Private Information Retrieval from MDS Coded Data in Distributed Storage Systems (1602.01458v4)

Published 3 Feb 2016 in cs.IT and math.IT

Abstract: The problem of providing privacy, in the private information retrieval (PIR) sense, to users requesting data from a distributed storage system (DSS), is considered. The DSS is coded by an $(n,k,d)$ Maximum Distance Separable (MDS) code to store the data reliably on unreliable storage nodes. Some of these nodes can be spies which report to a third party, such as an oppressive regime, which data is being requested by the user. An information theoretic PIR scheme ensures that a user can satisfy its request while revealing, to the spy nodes, no information on which data is being requested. A user can trivially achieve PIR by downloading all the data in the DSS. However, this is not a feasible solution due to its high communication cost. We construct PIR schemes with low download communication cost. When there is $b=1$ spy node in the DSS, we construct PIR schemes with download cost $\frac{1}{1-R}$ per unit of requested data ($R=k/n$ is the code rate), achieving the information theoretic limit for linear schemes. The proposed schemes are universal since they depend on the code rate, but not on the generator matrix of the code. Also, when $b\leq n-\delta k$, for some $\delta \in \mathbb{N^+}$, we construct linear PIR schemes with $cPoP = \frac{b+\delta k}{\delta}$.

Citations (217)

View on Semantic Scholar

Summary

The paper designs a linear PIR scheme that achieves the theoretical lower bound on download cost for non-colluding MDS-coded storage systems.
It extends the construction to scenarios with up to d-1 colluding nodes, ensuring information theoretic privacy with a low communication price.
The approach is universal and efficient, allowing flexible deployment without a joint design of the coding and PIR schemes.
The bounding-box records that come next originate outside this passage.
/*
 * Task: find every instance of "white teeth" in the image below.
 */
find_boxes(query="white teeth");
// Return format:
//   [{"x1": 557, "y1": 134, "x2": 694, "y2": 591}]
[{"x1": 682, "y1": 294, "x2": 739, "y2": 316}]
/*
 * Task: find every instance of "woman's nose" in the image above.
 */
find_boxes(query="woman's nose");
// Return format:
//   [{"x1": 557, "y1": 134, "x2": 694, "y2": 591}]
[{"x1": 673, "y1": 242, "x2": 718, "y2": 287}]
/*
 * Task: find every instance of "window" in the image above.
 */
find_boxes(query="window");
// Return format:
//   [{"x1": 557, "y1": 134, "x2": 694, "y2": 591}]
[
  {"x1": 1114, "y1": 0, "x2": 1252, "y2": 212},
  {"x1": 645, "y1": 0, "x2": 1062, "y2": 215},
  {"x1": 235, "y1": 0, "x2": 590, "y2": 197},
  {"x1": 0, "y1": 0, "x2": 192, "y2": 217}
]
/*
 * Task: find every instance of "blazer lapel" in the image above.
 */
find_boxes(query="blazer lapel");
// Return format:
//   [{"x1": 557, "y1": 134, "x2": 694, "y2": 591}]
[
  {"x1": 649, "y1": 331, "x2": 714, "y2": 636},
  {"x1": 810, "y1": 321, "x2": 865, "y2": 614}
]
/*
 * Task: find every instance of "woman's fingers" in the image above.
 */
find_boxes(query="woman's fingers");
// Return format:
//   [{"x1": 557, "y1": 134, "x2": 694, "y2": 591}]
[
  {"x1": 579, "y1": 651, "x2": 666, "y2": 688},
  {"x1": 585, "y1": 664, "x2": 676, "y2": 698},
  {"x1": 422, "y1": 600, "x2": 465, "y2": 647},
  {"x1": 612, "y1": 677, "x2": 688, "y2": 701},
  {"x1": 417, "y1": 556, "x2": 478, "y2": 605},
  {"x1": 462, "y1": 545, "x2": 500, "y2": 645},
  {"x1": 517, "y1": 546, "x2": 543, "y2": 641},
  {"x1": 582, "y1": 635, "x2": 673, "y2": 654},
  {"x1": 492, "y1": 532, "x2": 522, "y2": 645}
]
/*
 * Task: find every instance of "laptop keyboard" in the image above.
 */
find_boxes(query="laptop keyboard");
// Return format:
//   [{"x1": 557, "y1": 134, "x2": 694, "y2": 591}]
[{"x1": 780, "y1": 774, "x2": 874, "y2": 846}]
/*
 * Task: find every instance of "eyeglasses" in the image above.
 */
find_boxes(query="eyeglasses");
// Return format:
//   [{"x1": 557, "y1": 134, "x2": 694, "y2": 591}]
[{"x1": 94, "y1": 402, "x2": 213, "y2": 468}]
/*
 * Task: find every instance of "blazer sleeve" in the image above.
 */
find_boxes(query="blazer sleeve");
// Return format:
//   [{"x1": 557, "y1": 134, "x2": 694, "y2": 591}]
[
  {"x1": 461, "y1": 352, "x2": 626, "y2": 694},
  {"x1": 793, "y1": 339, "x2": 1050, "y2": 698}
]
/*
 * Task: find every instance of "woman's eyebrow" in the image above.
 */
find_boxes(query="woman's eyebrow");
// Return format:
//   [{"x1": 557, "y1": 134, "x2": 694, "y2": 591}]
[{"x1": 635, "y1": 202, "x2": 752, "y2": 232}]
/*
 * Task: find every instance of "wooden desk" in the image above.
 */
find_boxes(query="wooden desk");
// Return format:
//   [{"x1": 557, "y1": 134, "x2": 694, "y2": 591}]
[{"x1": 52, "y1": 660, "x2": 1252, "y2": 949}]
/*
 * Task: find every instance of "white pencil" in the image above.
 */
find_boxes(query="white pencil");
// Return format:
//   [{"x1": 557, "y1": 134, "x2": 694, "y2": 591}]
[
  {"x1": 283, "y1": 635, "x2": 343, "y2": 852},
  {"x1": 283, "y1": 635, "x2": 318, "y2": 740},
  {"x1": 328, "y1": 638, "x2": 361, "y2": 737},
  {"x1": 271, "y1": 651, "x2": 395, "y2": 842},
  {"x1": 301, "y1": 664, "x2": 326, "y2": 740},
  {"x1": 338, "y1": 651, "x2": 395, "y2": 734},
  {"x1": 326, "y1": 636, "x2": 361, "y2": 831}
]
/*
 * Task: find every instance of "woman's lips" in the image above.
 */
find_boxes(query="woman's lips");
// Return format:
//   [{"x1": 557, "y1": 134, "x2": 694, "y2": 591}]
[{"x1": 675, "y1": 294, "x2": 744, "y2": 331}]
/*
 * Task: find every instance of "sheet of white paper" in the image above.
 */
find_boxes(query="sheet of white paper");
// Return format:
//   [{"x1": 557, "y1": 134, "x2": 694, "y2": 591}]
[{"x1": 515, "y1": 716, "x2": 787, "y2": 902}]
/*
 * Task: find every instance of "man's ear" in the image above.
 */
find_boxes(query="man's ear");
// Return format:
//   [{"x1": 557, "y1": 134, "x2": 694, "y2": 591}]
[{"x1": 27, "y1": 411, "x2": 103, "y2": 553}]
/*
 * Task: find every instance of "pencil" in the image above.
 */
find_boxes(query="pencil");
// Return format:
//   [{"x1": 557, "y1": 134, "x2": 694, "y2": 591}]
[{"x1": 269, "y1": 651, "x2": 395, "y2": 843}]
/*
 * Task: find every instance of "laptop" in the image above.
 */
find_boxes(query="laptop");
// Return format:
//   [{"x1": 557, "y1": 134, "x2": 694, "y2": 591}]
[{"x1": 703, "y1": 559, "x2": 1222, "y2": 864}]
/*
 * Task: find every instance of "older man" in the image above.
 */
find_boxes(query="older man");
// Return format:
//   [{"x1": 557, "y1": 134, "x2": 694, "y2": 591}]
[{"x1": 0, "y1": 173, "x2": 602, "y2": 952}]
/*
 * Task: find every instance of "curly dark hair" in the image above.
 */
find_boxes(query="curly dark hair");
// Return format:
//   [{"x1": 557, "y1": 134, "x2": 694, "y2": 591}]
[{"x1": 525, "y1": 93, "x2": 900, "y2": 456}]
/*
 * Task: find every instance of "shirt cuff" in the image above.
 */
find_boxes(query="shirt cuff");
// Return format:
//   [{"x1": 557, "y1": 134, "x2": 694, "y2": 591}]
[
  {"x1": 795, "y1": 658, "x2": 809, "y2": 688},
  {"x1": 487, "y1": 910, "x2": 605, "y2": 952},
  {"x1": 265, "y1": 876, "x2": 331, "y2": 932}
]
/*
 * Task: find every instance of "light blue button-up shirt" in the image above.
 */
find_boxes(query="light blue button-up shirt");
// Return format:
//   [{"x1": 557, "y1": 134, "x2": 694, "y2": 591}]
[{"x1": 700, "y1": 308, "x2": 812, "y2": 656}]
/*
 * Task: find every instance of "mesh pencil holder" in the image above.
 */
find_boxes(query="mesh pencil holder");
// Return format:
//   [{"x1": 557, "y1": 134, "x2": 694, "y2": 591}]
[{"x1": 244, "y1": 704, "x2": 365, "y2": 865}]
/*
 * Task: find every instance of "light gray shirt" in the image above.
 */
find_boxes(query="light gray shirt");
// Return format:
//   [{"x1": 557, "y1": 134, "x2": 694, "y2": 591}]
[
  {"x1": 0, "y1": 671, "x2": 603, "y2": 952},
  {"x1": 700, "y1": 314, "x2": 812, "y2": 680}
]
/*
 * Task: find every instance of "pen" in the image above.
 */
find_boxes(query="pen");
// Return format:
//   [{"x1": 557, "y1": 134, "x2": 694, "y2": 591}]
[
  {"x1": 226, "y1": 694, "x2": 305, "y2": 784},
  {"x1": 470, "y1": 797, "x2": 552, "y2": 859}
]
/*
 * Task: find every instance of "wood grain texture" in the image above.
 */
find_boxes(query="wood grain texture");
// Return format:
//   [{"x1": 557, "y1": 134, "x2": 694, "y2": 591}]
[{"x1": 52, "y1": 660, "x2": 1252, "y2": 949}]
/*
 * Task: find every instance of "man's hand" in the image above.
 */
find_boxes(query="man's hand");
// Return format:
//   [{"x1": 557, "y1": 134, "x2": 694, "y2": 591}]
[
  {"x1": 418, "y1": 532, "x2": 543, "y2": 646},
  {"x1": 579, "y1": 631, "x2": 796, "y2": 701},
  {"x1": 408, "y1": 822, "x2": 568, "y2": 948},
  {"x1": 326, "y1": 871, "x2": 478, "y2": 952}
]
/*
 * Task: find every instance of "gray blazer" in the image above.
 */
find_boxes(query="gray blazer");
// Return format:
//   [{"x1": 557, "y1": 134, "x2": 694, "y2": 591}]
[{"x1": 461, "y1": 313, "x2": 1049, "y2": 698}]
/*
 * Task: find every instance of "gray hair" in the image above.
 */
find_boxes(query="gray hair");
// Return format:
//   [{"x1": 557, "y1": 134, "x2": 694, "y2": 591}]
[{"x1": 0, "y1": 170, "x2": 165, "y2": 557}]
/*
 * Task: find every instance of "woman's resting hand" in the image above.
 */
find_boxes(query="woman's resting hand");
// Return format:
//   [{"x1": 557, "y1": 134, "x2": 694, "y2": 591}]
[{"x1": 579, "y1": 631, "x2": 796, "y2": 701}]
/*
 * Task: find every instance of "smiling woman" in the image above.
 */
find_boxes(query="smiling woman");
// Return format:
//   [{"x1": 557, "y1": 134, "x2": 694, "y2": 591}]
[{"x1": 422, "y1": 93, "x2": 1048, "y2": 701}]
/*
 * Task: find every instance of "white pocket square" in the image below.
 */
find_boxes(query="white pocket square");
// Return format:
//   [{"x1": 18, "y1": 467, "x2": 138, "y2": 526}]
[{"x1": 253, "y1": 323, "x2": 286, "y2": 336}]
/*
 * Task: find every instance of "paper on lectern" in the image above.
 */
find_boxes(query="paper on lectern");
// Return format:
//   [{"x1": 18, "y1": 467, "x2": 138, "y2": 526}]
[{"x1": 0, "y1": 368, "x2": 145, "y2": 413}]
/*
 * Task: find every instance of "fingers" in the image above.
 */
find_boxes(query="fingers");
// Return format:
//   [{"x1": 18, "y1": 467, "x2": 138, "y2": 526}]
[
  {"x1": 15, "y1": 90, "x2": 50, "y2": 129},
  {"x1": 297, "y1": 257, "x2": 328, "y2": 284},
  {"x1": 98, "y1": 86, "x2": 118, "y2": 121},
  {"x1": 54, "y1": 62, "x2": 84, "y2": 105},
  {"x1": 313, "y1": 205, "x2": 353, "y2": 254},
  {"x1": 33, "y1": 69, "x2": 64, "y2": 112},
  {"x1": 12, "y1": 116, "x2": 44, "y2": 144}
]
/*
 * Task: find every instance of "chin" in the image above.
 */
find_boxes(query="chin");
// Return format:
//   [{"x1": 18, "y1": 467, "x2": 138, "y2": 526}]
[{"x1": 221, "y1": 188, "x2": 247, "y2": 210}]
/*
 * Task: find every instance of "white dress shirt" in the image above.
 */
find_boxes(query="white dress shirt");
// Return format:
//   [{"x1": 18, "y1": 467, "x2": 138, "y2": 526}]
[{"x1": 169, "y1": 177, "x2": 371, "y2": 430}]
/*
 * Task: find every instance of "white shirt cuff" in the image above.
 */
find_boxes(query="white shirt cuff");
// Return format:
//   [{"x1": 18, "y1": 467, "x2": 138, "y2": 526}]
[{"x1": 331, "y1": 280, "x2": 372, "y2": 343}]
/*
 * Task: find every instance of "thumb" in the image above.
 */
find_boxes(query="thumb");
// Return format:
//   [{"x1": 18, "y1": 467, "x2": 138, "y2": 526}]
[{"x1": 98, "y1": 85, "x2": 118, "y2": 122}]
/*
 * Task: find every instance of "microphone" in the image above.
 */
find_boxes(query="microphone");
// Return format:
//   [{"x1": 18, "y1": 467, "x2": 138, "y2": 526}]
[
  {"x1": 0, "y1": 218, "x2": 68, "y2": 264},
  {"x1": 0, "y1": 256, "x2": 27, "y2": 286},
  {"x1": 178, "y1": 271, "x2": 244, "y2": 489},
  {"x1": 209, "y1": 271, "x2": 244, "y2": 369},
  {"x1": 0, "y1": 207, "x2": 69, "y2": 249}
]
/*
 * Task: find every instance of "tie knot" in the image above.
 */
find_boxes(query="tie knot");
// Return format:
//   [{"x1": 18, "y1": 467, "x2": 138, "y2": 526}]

Overview of Private Information Retrieval from MDS Coded Data in Distributed Storage Systems

The paper "Private Information Retrieval from MDS Coded Data in Distributed Storage Systems" addresses the challenge of ensuring privacy in distributed storage systems (DSS) that use Maximum Distance Separable (MDS) codes. Specifically, it explores the development of Private Information Retrieval (PIR) schemes that allow users to retrieve data from a DSS without revealing which data item is being requested, even when some nodes may collude to uncover this information.

The authors tackle this problem under the assumption that the DSS is composed of storage nodes, some of which may act as spies. These nodes can collude and compromise user privacy. Traditional PIR schemes necessitate downloading all data for privacy, incurring high communication costs. This paper proposes constructions that achieve PIR with minimal download cost.

PIR Scheme for $b=1$ : Non-Colluding Nodes

The paper first considers the scenario where there are no colluding nodes ( $b=1$ ). In this case, the authors design a linear PIR scheme that achieves the theoretical lower bound on the download communication cost for linear schemes. The scheme is universal in that it depends only on the code rate ( $R=k/n$ ) and not on the specific MDS code used. The communication price of privacy (cPoP), defined as the download cost per unit requested data, is $\frac{1}{1-R}$ , which matches the asymptotic lower bound for PIR on coded data as the number of files $m$ approaches infinity.

PIR Scheme for Colluding Nodes

The paper extends the PIR construction to scenarios where collusion among up to $d-1$ nodes is possible. For $2 \leq b \leq d-1$ , the proposed PIR schemes achieve a cPoP of $b+k$ . These schemes ensure that information theoretic privacy is maintained even when up to $d-1$ nodes collaborate to uncover the requested data item. Furthermore, these results are generalized to any number $b$ of colluding nodes up to $n-\delta k$ , where $\delta=\floor{\frac{n-b}{k}}$. The proposed PIR schemes for this scenario have a cPoP of $\frac{b + \delta k}{\delta}$ .

The suggested schemes are efficient and their cPoP does not depend on the number of files $m$ . Additionally, they do not require a joint design of the coding scheme and the PIR scheme, offering flexibility in the deployment of existing coded data in DSS applications.

Practical and Theoretical Implications

Practically, the construction of these PIR schemes provides a feasible approach for private data retrieval in peer-to-peer DSS, where users may face surveillance or monitoring threats. Theoretically, these constructions contribute to an ongoing dialogue about the bounds and possibilities for PIR on coded data, particularly in scenarios where collusion is a significant risk.

Future Directions

The structure of the proposed PIR schemes opens several avenues for future research. One potential direction is further minimizing the cPoP in scenarios with colluding nodes, approaching the exact theoretical bounds or possibly finding improved constructions. Another area of interest is the extension of these ideas to more complex storage models, including those with heterogeneously reliable nodes or more sophisticated threat models, such as adversarial spies that may manipulate stored data.

In conclusion, this paper makes significant contributions to the field of private information retrieval from coded data by proposing efficient and theoretically grounded schemes that address both practical deployment strategies and theoretical limits.